1. This Court will not take jurisdiction of a judgment shown by
the context of the record to be but an order affirming a refusal of
a court below to grant a new trial, even though the language of the
record of affirmance brought here by the writ of error purports to
affirm generally the judgment of a court inferior to the affirming
court and the only judgment, in strict language, in the record of
such interior court, is a general judgment.
2. An appeal from an order denying a motion for a new trial does
not, under the legislation of Nevada, carry the original judgment
and the whole cause before the appellate court so that the decision
upon the appeal operates as a judgment reversing or affirming the
judgment below.
Sparrow brought ejectment against Strong in the District Court
for the County of Story in Nevada for an undivided interest in a
mining claim, the proceeding being in the form prevailing in Nevada
of petition, answer, and replication.
On the 21st of May, 1862, a jury, after hearing the evidence and
the charge of the court, rendered a general verdict for the
defendants.
On the next day afterwards, to-wit, on the 22d day of May, 1862,
the court pronounced judgment on the verdict.
On the 13th of November, 1862, the district court in which the
cause had been tried heard a
motion for new trial, and,
after argument, overruled the motion and
refused the new
trial, to which the plaintiffs excepted.
Two days afterwards, the plaintiffs gave notice to the
defendants that they (the plaintiffs) appealed to the supreme court
of the territory from
the order of the district court,
made on the 13th of November, 1862, overruling the motion for a
new trial.
On the same day of this notice, the defendants filed a bond --
an undertaking -- for the damages and costs. In this bond they
recite that it is given on an appeal from
the order of the
district court, made on the
13th of November, overruling
the
motion for a new trial.
On the 22d of November, 1862, the counsel of both parties agreed
upon a
statement, and it was declared in their
agreement
Page 71 U. S. 585
that the statement so settled was to be used on the hearing in
the Supreme Court of the appeal from the
order of the
district court refusing a
new trial, which order is
referred to in it as made on the 13th of November, 1862.
The statement comprised:
1. The motion of the plaintiffs for a new trial, and a
specification of the grounds on which it was to be sustained, among
which are insufficiency of the defendants' evidence, surprise at
the trial, and newly discovered evidence.
2. Certain evidence, oral and documentary, given on the trial.
There were no
bills of exception to evidence embodied in
the statement, but in the specification of grounds it was alleged
that the evidence was excepted to.
3. The prayers of both parties for instructions to the jury on
questions of law, with the answers of the judge.
4. The general charge to the jury.
5. Affidavits of the parties and of several other persons taken
after trial to prove surprise and newly discovered evidence. One of
these undertook to detail what a certain witness, who had been
rejected, would have sworn if he had been admitted.

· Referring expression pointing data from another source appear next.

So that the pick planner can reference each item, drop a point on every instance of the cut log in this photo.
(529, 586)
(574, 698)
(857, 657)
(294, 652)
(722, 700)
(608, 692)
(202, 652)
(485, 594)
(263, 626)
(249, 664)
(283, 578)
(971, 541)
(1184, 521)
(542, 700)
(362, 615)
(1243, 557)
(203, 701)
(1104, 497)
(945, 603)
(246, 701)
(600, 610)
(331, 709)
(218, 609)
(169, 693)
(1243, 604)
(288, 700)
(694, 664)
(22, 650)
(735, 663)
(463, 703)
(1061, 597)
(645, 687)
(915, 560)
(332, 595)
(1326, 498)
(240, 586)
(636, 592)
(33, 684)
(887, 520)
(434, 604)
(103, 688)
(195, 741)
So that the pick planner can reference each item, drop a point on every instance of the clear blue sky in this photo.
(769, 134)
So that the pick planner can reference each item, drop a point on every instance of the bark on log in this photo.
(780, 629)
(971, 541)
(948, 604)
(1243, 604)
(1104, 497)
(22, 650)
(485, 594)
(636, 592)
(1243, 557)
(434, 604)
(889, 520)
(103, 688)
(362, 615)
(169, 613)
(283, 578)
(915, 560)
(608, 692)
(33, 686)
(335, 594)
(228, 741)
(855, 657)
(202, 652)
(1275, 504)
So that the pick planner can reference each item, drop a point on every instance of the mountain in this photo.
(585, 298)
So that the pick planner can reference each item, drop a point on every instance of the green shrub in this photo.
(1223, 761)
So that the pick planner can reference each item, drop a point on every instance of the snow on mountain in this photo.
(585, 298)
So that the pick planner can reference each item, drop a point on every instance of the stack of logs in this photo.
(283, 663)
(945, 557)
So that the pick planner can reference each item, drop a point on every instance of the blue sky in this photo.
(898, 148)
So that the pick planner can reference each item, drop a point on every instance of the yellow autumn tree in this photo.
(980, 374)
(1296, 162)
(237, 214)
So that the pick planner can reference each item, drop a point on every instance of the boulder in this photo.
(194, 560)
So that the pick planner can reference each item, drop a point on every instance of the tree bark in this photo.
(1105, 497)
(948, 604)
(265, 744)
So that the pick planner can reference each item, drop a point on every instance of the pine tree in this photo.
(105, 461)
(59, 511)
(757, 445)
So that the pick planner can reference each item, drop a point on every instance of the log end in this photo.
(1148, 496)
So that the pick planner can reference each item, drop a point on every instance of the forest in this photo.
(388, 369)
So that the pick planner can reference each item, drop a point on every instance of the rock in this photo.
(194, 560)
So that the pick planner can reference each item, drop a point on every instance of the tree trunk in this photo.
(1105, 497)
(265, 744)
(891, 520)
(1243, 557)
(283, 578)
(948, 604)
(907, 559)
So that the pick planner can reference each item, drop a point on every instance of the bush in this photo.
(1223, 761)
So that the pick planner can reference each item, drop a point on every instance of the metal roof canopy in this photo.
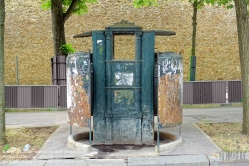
(125, 28)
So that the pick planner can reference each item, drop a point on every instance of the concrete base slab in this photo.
(188, 160)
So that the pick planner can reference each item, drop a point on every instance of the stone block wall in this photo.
(28, 35)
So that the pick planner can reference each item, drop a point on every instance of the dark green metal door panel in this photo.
(148, 42)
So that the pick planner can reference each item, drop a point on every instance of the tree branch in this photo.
(70, 10)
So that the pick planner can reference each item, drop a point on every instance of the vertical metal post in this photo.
(180, 129)
(158, 132)
(158, 135)
(71, 130)
(90, 133)
(17, 76)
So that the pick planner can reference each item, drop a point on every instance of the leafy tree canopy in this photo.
(79, 9)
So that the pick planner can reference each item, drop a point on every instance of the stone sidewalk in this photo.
(196, 148)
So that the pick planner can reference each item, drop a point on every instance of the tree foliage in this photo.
(80, 7)
(61, 10)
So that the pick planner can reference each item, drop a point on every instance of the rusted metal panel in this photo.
(147, 76)
(219, 91)
(62, 96)
(234, 91)
(170, 86)
(78, 89)
(188, 93)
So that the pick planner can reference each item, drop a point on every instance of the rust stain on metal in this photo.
(79, 113)
(169, 100)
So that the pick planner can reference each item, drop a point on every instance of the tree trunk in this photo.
(2, 90)
(243, 37)
(193, 57)
(57, 26)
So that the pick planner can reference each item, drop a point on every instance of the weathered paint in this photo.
(79, 89)
(170, 83)
(123, 89)
(148, 44)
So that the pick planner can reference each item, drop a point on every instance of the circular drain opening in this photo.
(107, 150)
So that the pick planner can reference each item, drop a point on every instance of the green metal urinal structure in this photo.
(123, 95)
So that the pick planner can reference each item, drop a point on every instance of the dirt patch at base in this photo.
(227, 136)
(19, 137)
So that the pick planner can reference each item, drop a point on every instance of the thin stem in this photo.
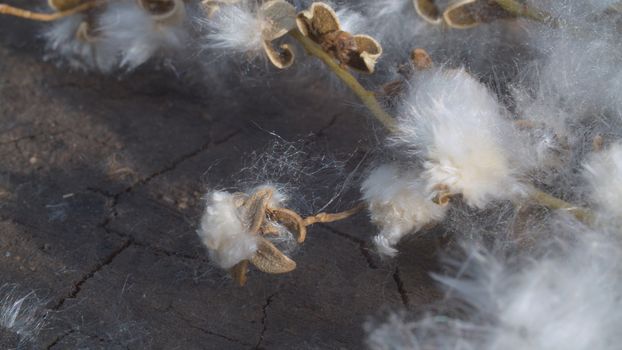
(582, 214)
(326, 217)
(367, 97)
(370, 101)
(523, 10)
(48, 17)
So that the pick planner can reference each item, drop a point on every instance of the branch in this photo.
(367, 97)
(523, 10)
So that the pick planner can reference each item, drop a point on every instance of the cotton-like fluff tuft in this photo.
(455, 125)
(398, 205)
(235, 28)
(603, 172)
(568, 298)
(64, 46)
(224, 232)
(136, 35)
(21, 314)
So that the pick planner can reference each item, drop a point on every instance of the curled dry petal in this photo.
(278, 18)
(291, 220)
(64, 5)
(165, 12)
(462, 14)
(238, 272)
(428, 10)
(281, 59)
(320, 19)
(369, 50)
(269, 259)
(254, 209)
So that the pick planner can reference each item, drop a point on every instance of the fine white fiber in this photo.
(569, 296)
(121, 36)
(64, 46)
(236, 28)
(224, 232)
(136, 35)
(21, 314)
(603, 172)
(398, 205)
(224, 227)
(456, 126)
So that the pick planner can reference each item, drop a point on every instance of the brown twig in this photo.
(326, 217)
(48, 17)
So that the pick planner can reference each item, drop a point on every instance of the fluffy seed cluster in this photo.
(224, 232)
(456, 126)
(603, 172)
(120, 36)
(398, 205)
(569, 297)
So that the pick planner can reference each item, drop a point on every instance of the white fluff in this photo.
(398, 205)
(568, 299)
(235, 28)
(63, 46)
(21, 314)
(135, 36)
(455, 124)
(124, 37)
(603, 172)
(224, 232)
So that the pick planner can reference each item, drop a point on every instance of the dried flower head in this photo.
(239, 228)
(455, 124)
(464, 14)
(398, 204)
(460, 14)
(321, 24)
(242, 28)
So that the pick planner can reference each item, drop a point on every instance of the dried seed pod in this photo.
(281, 59)
(254, 209)
(428, 10)
(320, 24)
(463, 14)
(212, 6)
(238, 272)
(269, 259)
(291, 220)
(320, 19)
(420, 59)
(278, 17)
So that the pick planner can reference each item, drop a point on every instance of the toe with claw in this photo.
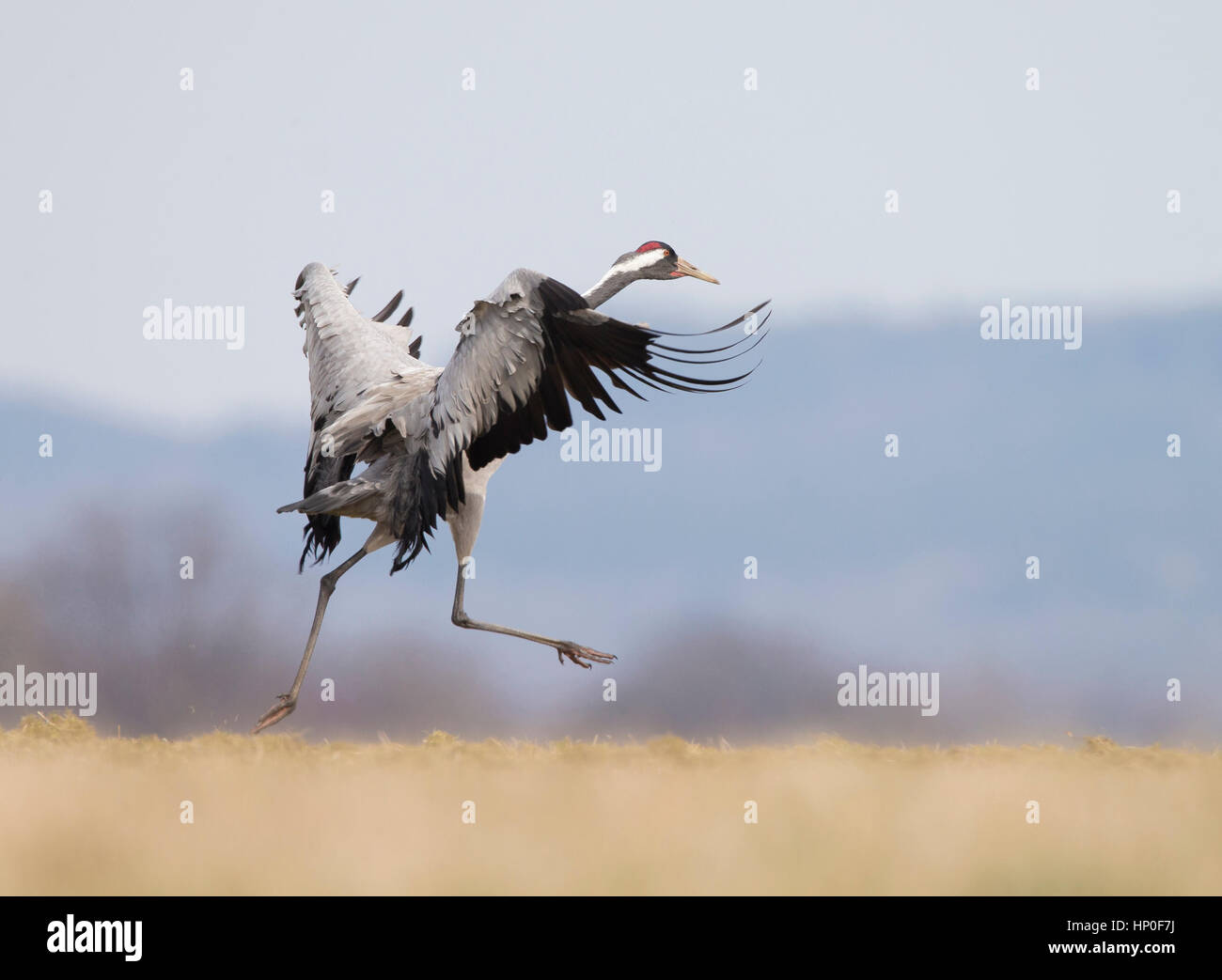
(279, 711)
(579, 654)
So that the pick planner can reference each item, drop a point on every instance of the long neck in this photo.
(615, 280)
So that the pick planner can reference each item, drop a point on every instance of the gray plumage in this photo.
(434, 436)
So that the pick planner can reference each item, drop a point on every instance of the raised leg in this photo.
(574, 651)
(286, 703)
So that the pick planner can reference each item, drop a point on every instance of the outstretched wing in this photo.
(347, 354)
(525, 352)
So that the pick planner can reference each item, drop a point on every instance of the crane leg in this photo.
(286, 703)
(574, 651)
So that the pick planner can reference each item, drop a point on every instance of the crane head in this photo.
(656, 259)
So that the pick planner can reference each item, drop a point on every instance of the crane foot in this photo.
(579, 654)
(280, 710)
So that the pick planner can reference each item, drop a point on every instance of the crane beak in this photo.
(688, 269)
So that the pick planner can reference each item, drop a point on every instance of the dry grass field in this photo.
(88, 814)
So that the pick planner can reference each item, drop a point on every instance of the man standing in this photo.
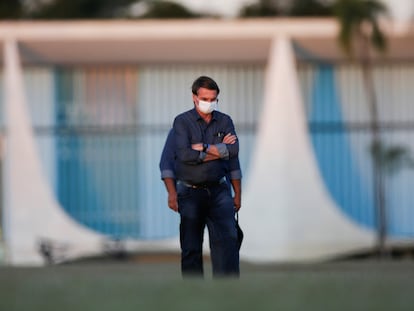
(205, 144)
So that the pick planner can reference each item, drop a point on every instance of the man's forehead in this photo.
(206, 92)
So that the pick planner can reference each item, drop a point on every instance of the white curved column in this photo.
(287, 213)
(31, 210)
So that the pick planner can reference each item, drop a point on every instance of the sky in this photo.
(402, 10)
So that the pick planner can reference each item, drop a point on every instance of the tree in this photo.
(78, 9)
(167, 9)
(307, 8)
(359, 34)
(263, 8)
(10, 9)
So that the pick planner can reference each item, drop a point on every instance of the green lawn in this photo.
(357, 285)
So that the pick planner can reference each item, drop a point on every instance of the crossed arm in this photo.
(212, 153)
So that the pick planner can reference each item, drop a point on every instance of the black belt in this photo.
(203, 185)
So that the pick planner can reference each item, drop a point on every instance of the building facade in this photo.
(87, 106)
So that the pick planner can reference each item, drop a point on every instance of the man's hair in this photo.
(204, 82)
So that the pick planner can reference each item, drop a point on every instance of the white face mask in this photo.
(207, 107)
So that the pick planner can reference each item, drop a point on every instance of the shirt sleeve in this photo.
(167, 166)
(233, 149)
(184, 151)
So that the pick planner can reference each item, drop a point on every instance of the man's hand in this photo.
(229, 139)
(197, 147)
(172, 201)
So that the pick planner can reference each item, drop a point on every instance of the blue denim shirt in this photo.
(168, 157)
(185, 163)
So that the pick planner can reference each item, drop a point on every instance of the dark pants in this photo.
(212, 206)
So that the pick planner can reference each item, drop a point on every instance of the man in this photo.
(206, 150)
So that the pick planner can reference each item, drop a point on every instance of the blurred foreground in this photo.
(157, 285)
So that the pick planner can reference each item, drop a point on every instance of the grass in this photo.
(354, 285)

On this statement apparently, the case went into the supreme
court of the territory. No writ of error was taken out, nor did
bills of exception accompany the evidence, nor was any assignment
of error made in the territorial supreme court.
On the 16th of March, 1863, the supreme court gave judgment in
the case as follows:
"On appeal from the District Court of the First Judicial
District in and for Story County."
"Now, on this day, that cause being called, and having been
argued and submitted and taken under advisement by the court, and
all and singular the law and the premises being by the court here
seen and
fully considered, the opinion of the
court herein is delivered by Turner, C.J. (Mott, J., concurring),
to the effect that the judgment below be affirmed."
"Wherefore it is now
ordered, considered, and
adjudged by the Court here that the
judgment and
decree of the District Court of
Page 71 U. S. 586
the First Judicial District in and for Story County,
be and
the same is affirmed with costs."
From this judgment of the Supreme Court of Nevada a writ of
error, on the 14th of August, 1863, was taken here.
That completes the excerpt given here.